The Peruvian Police Forces (Fuerzas Policiales--FF.PP.) faced new and unexpected challenges in the 1980s, chief among them the insurgencies, the substantial and increasing drug production and trafficking, and the rapid deterioration of public order, with its attendant increase in criminal activity. The political violence claimed 1,464 victims among police and military forces through 1990; most occurred between 1985 and 1990--794 police deaths and 492 military deaths. The excessive force used to quell coordinated SL prisoner riots in El Frontón, Lurigancho, and Santa Bárbara prisons in the Lima area in June 1986, with close to 300 deaths among the inmates, contributed to a crisis of confidence among the police and military services. That crisis was one of the factors in the decision of President Alan García Pérez (1985-90) to combine the EP, navy, and FAP into a single Ministry of Defense; to coordinate the intelligence-gathering efforts of hitherto separate agencies; and to join the various police forces into the National Police (Policía Nacional--PN). Because Peru grew between 60 percent and 70 percent of all the coca leaf used worldwide in the manufacture of cocaine, the United States government provided increasing support to the police forces during the 1980s to assist in the effort to reduce drug production and trafficking. Deteriorating economic conditions during most of the 1980s undoubtedly contributed to the escalation of criminal activity (almost 3 percent of Peru's population was arrested for various crimes between 1985 and 1988).

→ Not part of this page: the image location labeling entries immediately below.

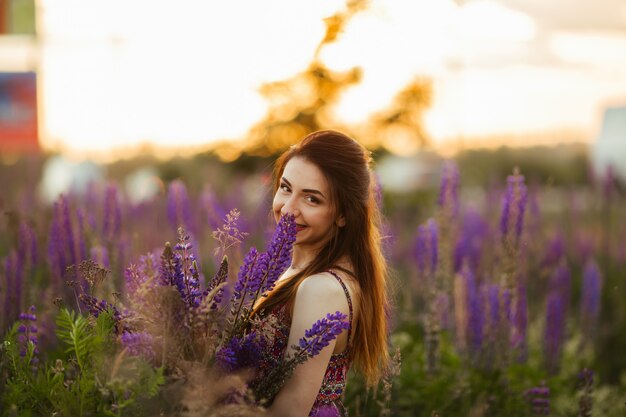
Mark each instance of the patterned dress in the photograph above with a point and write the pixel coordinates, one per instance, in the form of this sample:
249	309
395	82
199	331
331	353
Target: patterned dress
334	382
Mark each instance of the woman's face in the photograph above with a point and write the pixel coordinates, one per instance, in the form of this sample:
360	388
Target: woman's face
304	192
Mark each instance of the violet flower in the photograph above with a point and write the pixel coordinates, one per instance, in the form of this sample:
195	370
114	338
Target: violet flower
538	399
326	411
240	353
144	273
426	248
138	344
27	245
188	284
260	271
27	334
211	206
323	332
449	188
585	385
513	207
100	255
520	325
220	277
475	320
279	251
591	296
473	236
554	330
554	252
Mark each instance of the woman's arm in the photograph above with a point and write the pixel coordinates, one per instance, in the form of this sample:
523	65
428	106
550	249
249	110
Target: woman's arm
317	296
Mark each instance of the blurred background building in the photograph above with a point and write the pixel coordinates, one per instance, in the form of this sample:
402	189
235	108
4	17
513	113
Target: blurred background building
108	80
18	77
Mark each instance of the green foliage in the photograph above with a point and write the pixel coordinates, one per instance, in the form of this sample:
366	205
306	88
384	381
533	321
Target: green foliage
89	379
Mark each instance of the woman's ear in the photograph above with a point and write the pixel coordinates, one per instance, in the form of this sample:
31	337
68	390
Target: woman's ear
341	221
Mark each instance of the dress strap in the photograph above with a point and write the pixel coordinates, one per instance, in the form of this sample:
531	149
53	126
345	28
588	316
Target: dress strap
345	290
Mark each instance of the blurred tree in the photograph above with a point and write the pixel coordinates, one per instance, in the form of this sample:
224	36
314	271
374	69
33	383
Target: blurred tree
303	104
399	128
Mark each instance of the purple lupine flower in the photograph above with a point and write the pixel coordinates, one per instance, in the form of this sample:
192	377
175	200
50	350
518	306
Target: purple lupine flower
561	280
513	207
323	332
170	269
554	330
27	245
591	295
279	251
143	274
100	255
241	353
81	245
449	188
426	248
189	287
520	324
220	277
539	399
493	303
554	252
178	206
326	411
245	271
475	313
585	384
13	273
608	182
27	333
112	216
260	271
211	206
584	245
473	235
138	344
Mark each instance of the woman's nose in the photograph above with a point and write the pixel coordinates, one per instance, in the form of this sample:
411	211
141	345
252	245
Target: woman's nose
290	207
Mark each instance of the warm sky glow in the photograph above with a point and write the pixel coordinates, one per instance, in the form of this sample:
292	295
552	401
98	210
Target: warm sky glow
116	73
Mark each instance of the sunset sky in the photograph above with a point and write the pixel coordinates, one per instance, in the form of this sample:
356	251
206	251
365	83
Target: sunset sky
115	73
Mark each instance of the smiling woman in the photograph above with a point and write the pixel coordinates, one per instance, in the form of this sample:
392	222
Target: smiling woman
325	182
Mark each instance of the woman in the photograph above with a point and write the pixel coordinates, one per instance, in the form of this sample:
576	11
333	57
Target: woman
326	183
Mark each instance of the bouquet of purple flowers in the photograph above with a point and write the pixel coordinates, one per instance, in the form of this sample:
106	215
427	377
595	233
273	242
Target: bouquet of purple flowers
204	337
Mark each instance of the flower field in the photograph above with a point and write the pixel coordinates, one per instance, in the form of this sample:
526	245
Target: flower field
508	294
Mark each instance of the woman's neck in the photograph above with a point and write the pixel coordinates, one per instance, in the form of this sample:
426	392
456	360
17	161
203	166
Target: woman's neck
301	258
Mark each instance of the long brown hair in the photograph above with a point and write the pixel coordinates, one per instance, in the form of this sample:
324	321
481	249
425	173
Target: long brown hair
346	166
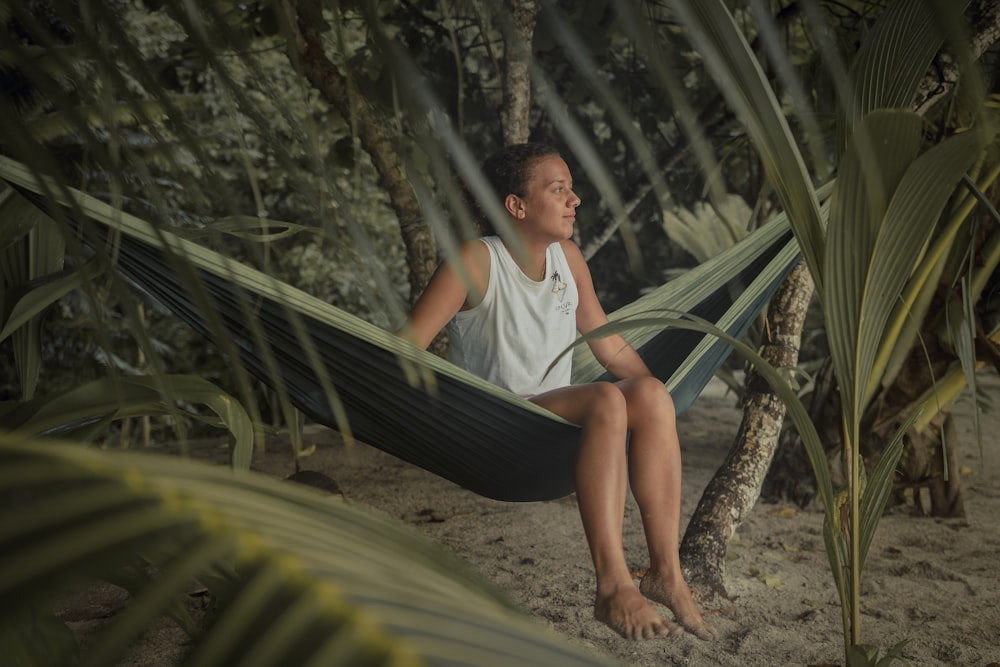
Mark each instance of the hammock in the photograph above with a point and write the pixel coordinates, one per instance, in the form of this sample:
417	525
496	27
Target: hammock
451	423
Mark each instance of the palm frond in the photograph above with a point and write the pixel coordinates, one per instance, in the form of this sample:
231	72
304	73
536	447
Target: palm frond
299	577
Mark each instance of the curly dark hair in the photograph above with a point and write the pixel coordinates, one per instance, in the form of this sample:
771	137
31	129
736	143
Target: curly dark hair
508	172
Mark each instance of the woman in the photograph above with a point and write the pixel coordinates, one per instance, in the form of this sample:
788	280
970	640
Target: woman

For Peru's military and police forces, the most serious continuing national security challenge was the domestic insurgency, in which the SL accounted for over 80 percent of the 9,184 terrorist incidents from 1985 through 1990, and the MRTA for most of the rest. The political violence between 1980 and the end of 1990 claimed about 18,000 lives by the most conservative calculation and property damage of US$18 billion, almost half of Peru's 1990 GNP in current dollars. Peru's accelerating economic deterioration between 1988 and 1990 exacerbated the national security problem among the increasingly impoverished population and sharply reduced the resources available to the military and police to deal with this mounting challenge. Although Peru did not appear to be in danger of imminent collapse in late 1992, the country entered the decade in the midst of the worst national security crisis that it had had to face in over 100 years, since the War of the Pacific. The capture of SL founder Abimáel Guzmán Reynoso in September 1992 gave the beleaguered government a major victory, but did not presage the end of the political violence.